All at once, she made out a figure standing just ahead of the car. Although its general shape was human, the face was strange and horrible: huge exophthalmic eyes stood out above a flat black snout. She and the insectlike thing stared at each other for a surreal moment, then another heavy gust blew up, and it was gone. A second later, a solid thump sounded on the window just beside her ear, and she felt a rush of fear, until at last it began to dawn on her that the mutant creature was actually nothing more dreadful than a Bord na Mona worker in an old-fashioned gas mask. She could see that the man was trying to communicate, but his voice was hopelessly muffled by the mask and the wind. He pointed a gloved finger to her, then to himself, and then forward. He wanted her to follow him. The wind was beginning to diminish, and she could just make out the back end of a tractor about ten yards in front of the car. She realized in horror that she might have crushed her rescuer if she’d simply put the car in gear and started driving. She watched through gusty clouds of peat as he climbed up into the cab and turned the tractor around. When he drove forward, she followed.
It was impossible to tell how far they traveled; time and distance were distorted in the strange dark fog. Gradually the peat cloud began to thin away, the world began to reappear, and they were once again in the clear air. Nora watched the brown wall recede eastward, all the while keeping a close tail on the lumbering tractor until they reached the Bord na Mona sign at the entrance to Loughnabrone. Inside the grounds, the driver pulled up to a row of hangarlike metal sheds and climbed down from the cab; Nora caught up to him just as he was entering the large open door of a workshop, where several other men in grease-spotted blue boilersuits toiled over a huge earth-moving blade with acetylene torches.

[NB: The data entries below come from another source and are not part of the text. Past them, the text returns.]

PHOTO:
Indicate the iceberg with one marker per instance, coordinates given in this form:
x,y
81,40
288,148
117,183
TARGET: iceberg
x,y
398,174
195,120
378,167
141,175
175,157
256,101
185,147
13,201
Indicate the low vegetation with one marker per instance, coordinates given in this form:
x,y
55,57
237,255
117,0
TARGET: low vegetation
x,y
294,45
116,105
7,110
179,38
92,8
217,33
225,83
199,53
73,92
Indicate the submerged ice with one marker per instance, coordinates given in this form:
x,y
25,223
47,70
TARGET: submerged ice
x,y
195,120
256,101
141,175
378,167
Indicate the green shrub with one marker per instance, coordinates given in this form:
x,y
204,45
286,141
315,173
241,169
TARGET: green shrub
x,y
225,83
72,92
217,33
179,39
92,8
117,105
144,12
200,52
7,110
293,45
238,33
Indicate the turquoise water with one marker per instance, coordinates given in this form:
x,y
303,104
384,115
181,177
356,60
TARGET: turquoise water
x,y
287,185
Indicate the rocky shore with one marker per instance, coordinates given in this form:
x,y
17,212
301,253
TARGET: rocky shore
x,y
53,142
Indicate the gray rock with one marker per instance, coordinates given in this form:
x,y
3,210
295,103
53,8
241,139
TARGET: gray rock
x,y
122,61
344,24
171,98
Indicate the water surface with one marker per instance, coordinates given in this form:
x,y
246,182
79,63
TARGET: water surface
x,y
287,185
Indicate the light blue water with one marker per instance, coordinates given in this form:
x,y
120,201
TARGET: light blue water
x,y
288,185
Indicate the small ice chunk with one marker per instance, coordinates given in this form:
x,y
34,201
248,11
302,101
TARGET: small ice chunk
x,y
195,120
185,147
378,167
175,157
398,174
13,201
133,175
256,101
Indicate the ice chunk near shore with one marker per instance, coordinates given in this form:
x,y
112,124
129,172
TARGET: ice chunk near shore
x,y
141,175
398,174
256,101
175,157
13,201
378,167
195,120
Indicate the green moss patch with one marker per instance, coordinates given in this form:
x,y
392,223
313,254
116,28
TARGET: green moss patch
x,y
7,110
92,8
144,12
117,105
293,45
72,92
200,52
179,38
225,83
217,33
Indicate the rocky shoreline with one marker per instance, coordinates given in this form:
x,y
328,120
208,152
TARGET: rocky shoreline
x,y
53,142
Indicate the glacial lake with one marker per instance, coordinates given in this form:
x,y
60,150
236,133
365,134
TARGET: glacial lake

“Excuse me,” she said, reaching out to touch the man’s arm in case he hadn’t heard her. The other workers looked up, their torches still blazing. The tractor driver turned to face her, and it was only then that the gas mask came off, revealing a youthful face with strong features and intensely blue eyes.
“Excuse me—I just wanted to say thanks.” She offered her hand. “Nora Gavin.”

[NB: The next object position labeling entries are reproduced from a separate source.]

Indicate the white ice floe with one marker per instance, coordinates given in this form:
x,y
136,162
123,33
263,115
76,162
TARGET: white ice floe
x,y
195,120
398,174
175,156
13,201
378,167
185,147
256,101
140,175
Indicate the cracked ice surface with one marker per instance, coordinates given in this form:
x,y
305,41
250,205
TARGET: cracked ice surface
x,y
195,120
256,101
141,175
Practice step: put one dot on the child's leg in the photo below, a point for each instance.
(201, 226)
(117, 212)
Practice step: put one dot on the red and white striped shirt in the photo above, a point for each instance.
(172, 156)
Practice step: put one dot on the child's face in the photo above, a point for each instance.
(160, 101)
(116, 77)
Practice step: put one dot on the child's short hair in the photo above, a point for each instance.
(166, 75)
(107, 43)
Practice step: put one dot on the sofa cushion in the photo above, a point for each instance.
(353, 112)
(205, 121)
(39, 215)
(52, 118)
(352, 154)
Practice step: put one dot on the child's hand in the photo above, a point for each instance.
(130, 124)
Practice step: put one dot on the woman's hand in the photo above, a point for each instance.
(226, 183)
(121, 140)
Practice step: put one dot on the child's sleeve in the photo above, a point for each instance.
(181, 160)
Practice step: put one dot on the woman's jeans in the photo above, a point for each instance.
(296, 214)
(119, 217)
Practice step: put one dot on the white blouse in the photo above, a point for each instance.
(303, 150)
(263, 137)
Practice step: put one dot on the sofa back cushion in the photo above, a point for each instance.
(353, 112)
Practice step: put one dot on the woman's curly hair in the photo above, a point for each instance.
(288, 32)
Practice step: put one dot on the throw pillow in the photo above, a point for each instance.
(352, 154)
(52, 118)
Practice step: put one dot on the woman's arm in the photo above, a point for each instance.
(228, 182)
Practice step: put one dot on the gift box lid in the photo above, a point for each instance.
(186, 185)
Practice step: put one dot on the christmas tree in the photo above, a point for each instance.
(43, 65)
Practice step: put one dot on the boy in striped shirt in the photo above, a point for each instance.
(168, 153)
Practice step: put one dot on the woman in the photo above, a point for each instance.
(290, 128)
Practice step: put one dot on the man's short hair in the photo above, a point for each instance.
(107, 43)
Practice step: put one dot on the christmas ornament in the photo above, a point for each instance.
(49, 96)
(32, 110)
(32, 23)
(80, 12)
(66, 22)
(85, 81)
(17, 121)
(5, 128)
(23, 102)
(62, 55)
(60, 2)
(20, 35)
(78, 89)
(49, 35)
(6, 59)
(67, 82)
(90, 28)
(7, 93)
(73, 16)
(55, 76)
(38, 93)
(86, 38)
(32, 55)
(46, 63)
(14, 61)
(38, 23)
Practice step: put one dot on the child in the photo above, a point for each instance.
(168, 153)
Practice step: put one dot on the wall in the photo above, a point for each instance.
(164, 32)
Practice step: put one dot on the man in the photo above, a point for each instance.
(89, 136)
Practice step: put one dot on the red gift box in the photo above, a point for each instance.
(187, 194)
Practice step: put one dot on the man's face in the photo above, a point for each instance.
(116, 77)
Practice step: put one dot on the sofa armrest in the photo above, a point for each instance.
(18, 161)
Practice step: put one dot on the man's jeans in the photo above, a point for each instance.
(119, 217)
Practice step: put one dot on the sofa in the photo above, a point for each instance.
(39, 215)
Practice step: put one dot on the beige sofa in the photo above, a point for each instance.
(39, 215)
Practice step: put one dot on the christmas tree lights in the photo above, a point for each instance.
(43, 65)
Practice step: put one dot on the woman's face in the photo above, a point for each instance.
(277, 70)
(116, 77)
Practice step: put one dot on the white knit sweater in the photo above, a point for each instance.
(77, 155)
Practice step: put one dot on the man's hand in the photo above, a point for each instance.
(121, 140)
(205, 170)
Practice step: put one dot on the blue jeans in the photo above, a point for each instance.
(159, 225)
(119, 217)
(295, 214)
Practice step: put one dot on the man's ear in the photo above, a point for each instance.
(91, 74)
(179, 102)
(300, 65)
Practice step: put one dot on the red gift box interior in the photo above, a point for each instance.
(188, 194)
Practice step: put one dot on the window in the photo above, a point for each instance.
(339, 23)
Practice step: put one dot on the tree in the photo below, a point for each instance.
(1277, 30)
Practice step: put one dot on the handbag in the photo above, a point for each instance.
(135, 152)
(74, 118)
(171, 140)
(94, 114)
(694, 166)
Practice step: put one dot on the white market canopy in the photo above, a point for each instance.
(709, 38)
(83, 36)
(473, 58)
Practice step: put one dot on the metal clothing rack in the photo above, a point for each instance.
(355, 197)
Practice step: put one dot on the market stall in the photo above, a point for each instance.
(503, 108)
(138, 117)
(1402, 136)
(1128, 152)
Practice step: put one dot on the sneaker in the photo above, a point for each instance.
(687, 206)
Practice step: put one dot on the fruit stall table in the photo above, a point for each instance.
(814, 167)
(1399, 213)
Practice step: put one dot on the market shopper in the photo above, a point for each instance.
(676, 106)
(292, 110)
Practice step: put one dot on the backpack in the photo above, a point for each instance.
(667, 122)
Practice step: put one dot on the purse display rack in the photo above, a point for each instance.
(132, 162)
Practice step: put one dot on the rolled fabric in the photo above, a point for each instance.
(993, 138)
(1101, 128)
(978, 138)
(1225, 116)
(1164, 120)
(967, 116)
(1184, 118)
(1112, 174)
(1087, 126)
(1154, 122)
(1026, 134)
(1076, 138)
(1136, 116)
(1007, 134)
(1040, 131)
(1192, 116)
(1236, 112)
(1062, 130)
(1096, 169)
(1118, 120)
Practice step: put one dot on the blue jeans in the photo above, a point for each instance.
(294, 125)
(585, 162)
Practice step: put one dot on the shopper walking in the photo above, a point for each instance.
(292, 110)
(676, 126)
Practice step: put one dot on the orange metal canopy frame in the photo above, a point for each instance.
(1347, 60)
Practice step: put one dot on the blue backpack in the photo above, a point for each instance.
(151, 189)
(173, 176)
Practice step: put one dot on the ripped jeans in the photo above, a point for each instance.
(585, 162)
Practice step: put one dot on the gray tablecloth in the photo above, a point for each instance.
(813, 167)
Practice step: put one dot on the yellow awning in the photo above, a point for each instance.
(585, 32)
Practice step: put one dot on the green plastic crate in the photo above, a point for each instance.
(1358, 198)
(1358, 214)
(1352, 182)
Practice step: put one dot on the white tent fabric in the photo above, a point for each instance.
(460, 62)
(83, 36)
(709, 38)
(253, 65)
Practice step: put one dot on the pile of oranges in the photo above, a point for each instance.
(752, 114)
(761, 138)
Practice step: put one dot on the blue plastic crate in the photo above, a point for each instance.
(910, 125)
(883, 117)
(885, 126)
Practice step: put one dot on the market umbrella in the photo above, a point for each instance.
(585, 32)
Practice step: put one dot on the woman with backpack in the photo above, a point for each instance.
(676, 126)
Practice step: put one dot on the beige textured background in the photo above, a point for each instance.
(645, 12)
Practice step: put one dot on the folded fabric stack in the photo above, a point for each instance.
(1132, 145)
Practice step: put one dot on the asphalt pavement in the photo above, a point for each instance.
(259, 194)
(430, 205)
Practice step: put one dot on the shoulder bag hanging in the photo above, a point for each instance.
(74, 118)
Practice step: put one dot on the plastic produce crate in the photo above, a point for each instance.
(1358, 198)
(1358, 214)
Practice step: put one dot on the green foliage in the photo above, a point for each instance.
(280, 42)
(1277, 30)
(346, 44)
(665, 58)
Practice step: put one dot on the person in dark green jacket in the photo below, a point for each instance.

He looked at her for a split second, then dropped his gaze, and Nora wondered whether it was her red eyes, her dirty face, or her obvious American accent—or a combination of all those things—that had this young man so mortified. He took her hand very briefly. “Charlie Brazil,” he finally said, pronouncing his surname the Irish way, with the emphasis on the first syllable. He colored deeply and glanced at the other men, who had stopped working when she approached.